2.3 Construction of species distribution model
Ten modeling (GLM, GBM, CTA, RF, GAM, ANN, SRE, FDA, MARS and MAXENT)
algorithms provided by ”Biomod2” package were used to predict the
potential distribution of T. chinense . All models use default
parameters except the MAXENT model.
The prediction accuracy of MAXENT model is affected by parameter
settings. We tested the complexity and performance of the MAXENT model
under different settings of regularization multiplier (RM) and feature
class (FC) used the kuenm package in R 3.6.3 (Cobos et al., 2019).
Candidate models were created by combining 17 RM values and all 31
possible combinations of five FC (L: linear feature, Q: secondary
feature, H: fragmentation feature, P: product feature and T: threshold
feature). According to Akaike information criterion (AICc) model of the
delta on the choice of the optimal model, when the minimum value AICc
(deltaAICc = 0), it is considered to be the optimal model (Cobos et al.,
2019). The optimized MAXENT software parameters were RM=3 and FC=LQPT.

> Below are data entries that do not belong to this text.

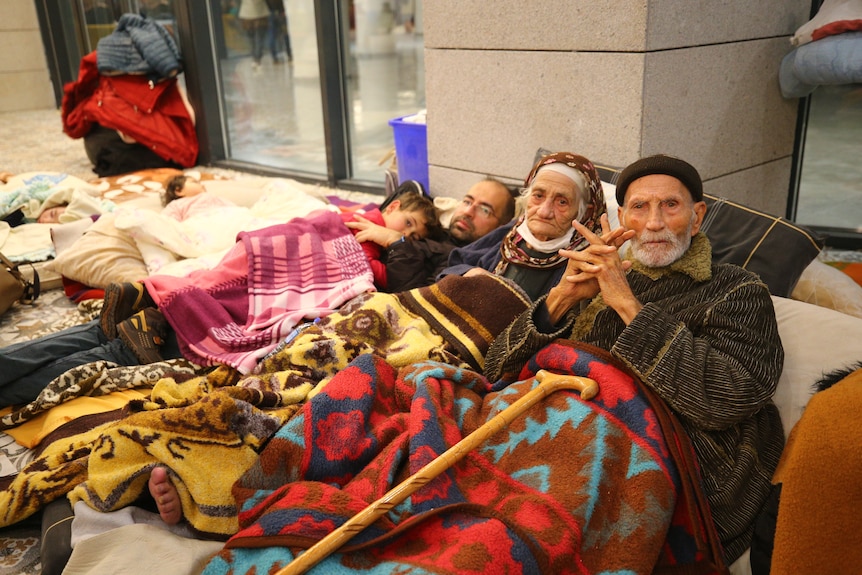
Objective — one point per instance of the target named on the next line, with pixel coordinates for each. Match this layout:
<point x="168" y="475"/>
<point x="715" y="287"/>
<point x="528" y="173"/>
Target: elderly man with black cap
<point x="702" y="335"/>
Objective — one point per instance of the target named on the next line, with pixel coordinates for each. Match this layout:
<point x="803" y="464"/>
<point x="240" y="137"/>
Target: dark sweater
<point x="707" y="342"/>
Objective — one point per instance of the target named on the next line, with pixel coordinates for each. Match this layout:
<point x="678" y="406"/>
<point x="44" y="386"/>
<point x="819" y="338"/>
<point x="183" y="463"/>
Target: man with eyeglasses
<point x="487" y="205"/>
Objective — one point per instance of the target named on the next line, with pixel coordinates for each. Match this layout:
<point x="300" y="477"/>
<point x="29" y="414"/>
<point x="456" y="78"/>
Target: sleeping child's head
<point x="414" y="215"/>
<point x="181" y="187"/>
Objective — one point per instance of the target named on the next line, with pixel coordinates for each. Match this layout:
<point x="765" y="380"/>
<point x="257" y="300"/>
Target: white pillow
<point x="816" y="340"/>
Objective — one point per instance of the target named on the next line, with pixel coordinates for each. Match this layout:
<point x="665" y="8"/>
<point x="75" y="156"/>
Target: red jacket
<point x="153" y="114"/>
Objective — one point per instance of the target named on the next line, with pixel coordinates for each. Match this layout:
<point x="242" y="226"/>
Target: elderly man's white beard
<point x="664" y="254"/>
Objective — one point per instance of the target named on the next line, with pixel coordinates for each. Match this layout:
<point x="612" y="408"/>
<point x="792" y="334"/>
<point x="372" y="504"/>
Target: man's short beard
<point x="467" y="236"/>
<point x="657" y="257"/>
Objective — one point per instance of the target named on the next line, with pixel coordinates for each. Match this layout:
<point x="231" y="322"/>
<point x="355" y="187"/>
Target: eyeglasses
<point x="484" y="209"/>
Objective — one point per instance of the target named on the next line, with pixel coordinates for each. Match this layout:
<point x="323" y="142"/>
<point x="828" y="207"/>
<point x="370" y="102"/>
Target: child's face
<point x="412" y="224"/>
<point x="190" y="188"/>
<point x="51" y="215"/>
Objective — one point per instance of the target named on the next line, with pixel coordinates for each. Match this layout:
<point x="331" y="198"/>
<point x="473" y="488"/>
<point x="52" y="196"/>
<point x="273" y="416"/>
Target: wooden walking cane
<point x="548" y="383"/>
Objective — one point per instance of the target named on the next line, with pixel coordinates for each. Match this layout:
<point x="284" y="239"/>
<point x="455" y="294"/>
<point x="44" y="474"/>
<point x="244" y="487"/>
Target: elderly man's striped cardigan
<point x="707" y="342"/>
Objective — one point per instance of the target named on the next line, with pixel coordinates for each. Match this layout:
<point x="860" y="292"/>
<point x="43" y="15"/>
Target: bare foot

In species distribution modeling using the Biomod2 package, 70% of
occurrence data was selected as training data, and the rest was used as
testing data. The above process has been carried out five times. In
order to reduce spatial bias and better simulate the actual distribution
of species, we created 5,000 pseudo-absence points, repeated 3 times and
modeled. In the end, 150 layers were generated. We evaluated each model
using the true skill statistic (TSS) and the area under the receiver
operating characteristic curve (AUC) (Bucklin et al., 2015; X. Zhang et
al., 2020). The closer the TSS value and AUC value are to 1, the more
reliable the prediction will be (Zhao et al., 2021; Freitas et al.,
2019). We used the model with large average TSS (≥ 0.8) and AUC (≥ 0.9)
values to calculate the final species distribution layer.